Ms. Bleske-Rechek found professors with 10 evaluations displayed "the same degree of consensus in their quality ratings" as those with 50.

"Degree of student consensus about an instructor occurs very early on, in terms of how many raters there are," she said in an interview. "This is similar to what you see on traditional student evaluations of instruction. In other words, it seems like students are homing in on the same experiences in the classroom, because otherwise they wouldn't be showing consensus."

That suggests faculty members with at least 10 ratings "may be able to extract crude judgments" of how students perceive their "clarity and helpfulness," Ms. Bleske-Rechek and Ms. Fritsch write in their paper. 

 Ms. Bleske-Rechek got curious about trends on the site in part because of interactions with students. Initially, she figured RateMyProfessors attracted "spiteful" students or those who wanted to share stories about sliding by. But when she asked her own students whether they had posted, several said they had. What's more, those students were the ones she most respected.
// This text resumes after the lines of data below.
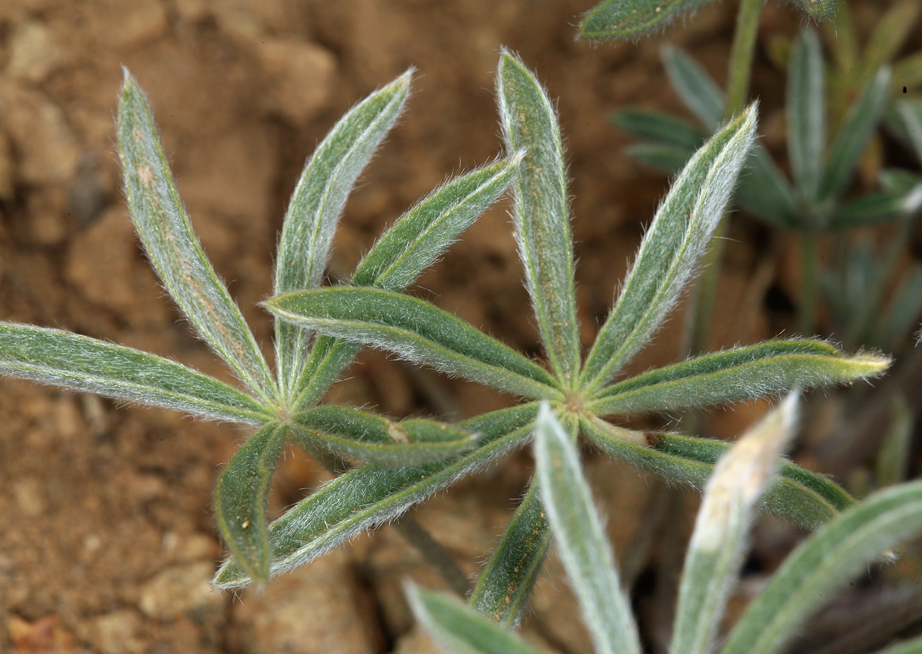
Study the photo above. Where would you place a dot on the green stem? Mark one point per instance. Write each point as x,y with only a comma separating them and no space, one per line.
810,269
738,77
742,54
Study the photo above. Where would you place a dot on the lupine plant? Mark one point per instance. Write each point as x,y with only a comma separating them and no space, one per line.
584,392
281,406
387,466
839,551
817,202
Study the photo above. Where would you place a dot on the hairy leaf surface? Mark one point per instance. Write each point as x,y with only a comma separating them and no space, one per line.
736,375
542,214
417,331
316,204
54,356
241,497
173,247
671,249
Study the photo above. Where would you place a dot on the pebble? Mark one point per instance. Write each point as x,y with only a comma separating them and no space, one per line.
181,590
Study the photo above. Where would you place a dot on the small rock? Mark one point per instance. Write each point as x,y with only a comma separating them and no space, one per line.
181,590
311,610
34,52
40,136
119,632
300,77
42,635
30,496
101,259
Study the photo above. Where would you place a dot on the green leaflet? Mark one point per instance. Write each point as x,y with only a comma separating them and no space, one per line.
910,112
459,629
659,127
828,560
400,255
876,208
665,158
853,135
818,9
619,19
504,586
53,356
315,207
806,113
366,497
735,375
581,541
763,190
241,496
417,331
355,434
697,90
799,496
541,212
425,231
717,545
765,193
670,250
173,248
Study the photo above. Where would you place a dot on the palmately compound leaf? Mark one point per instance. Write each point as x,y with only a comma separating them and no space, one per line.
542,214
316,205
715,552
417,331
736,375
798,495
460,629
827,561
241,496
367,497
671,249
423,233
417,239
581,541
620,19
173,248
54,356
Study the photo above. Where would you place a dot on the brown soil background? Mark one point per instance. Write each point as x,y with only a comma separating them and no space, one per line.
107,541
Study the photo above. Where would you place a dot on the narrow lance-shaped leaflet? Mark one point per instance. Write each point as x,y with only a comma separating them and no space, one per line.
316,205
798,496
542,214
241,498
671,249
806,113
353,434
459,629
821,565
581,541
366,497
54,356
737,375
416,331
417,239
622,19
173,248
717,544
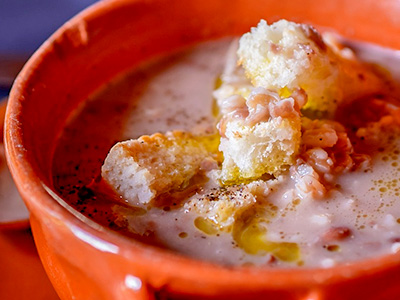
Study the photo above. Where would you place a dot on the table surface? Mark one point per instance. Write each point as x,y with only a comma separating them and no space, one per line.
21,272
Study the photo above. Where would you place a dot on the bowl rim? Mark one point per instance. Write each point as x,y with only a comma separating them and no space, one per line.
32,188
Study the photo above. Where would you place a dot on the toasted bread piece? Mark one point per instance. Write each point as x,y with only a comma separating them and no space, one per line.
285,56
141,169
260,135
232,81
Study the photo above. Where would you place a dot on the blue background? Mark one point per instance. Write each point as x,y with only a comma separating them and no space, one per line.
26,24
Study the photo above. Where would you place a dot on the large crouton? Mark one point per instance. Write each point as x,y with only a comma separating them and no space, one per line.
260,135
141,169
285,56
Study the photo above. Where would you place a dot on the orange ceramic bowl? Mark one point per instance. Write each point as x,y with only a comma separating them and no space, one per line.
87,261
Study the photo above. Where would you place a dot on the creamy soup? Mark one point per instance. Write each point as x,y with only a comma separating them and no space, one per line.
357,218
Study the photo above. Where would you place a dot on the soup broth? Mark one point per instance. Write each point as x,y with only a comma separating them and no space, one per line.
359,217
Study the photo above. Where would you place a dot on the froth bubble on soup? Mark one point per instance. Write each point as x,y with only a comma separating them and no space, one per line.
278,150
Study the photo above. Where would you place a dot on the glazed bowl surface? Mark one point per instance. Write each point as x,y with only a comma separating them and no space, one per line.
87,261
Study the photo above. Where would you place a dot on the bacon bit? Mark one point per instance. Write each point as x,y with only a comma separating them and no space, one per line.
336,234
323,138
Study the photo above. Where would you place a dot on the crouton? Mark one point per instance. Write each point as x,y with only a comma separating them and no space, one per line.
219,208
141,169
285,56
232,80
260,135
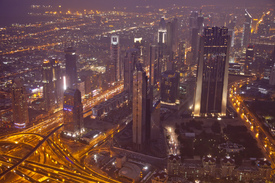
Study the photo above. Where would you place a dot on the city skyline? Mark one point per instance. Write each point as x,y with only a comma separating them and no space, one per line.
151,91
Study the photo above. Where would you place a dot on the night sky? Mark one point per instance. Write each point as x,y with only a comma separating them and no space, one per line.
16,10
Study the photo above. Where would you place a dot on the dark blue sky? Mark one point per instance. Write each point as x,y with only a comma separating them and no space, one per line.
13,10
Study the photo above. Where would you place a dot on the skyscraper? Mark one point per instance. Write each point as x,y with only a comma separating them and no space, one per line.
114,66
231,31
169,87
57,80
212,72
139,107
153,65
172,37
246,29
19,104
47,80
182,46
249,59
71,69
73,113
130,59
272,76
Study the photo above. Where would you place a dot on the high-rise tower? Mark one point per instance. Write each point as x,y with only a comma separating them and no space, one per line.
73,113
212,72
139,107
19,104
47,80
130,60
246,29
71,69
249,59
114,66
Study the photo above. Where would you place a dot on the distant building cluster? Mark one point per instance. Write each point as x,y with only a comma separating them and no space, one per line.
226,169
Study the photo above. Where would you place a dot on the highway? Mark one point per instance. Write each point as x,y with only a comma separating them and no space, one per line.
53,156
265,140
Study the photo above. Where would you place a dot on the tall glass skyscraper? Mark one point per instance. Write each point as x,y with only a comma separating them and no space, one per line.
246,29
73,113
19,104
212,72
114,66
71,70
139,107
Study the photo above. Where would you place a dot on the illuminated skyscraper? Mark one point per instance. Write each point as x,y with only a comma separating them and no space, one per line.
249,59
73,113
162,31
272,76
169,87
71,69
57,80
47,79
139,108
182,46
172,37
19,104
114,66
212,72
231,31
246,29
130,59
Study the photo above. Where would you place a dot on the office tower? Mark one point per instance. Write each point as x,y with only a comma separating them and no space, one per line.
73,113
162,45
19,104
130,59
193,20
246,29
272,76
194,44
71,69
169,87
140,45
57,80
162,31
212,72
200,21
172,37
182,46
249,59
153,65
265,25
113,67
47,80
87,84
139,107
231,31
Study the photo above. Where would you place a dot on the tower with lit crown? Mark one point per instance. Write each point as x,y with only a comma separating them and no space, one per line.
71,69
139,108
73,113
19,104
212,72
246,29
114,66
In 2010, Ms. Bleske-Rechek published a paper that punctured some assumptions about the site's users. The article, co-written by Kelsey Michels, found students who post do not differ in relevant ways from those who don't. They are the same in grades, attitudes toward their educations, and learning goals.

"They don't seem to be heated people," Ms. Bleske-Rechek says. "Or the easy-A people—they aren't the only ones posting."

Ms. Bleske-Rechek isn't the first researcher to mine this territory. An earlier paper from New York's Marist College, "'He Will Crush You Like an Academic Ninja!': Exploring Teacher Ratings on," concluded that the site's evaluations "closely matched students' real-life concerns about the quality of instruction in the classroom."

The paper added, "While issues such as personality and appearance did enter into the postings, these were secondary motivators compared to more salient issues such as competence, knowledge, clarity, and helpfulness."

And another study, conducted by researchers at the University of Maine, found strong correlations between ratings on RateMyProfessors and formal in-class evaluations.

Other researchers have blasted RateMyProfessors, however. In a 2009 paper, Elizabeth Davison and Jammie Price, of Appalachian State University, in North Carolina, faulted the site's category system for fostering an "anti-intellectual tone that manifests itself in comments about instructors' personality, easiness of workload and entertainment value rather than knowledge attained."

"My biggest validity issue with the site is that Overall Score is being perceived as 'teaching effectiveness' and yet is only based on perceptions of helpfulness and clarity," Ms. Davison says in an e-mail. "I believe teaching effectiveness is more complex and should include more-robust measures such as how much did a student learn, preparedness of the instructor, or the challenging nature of the material."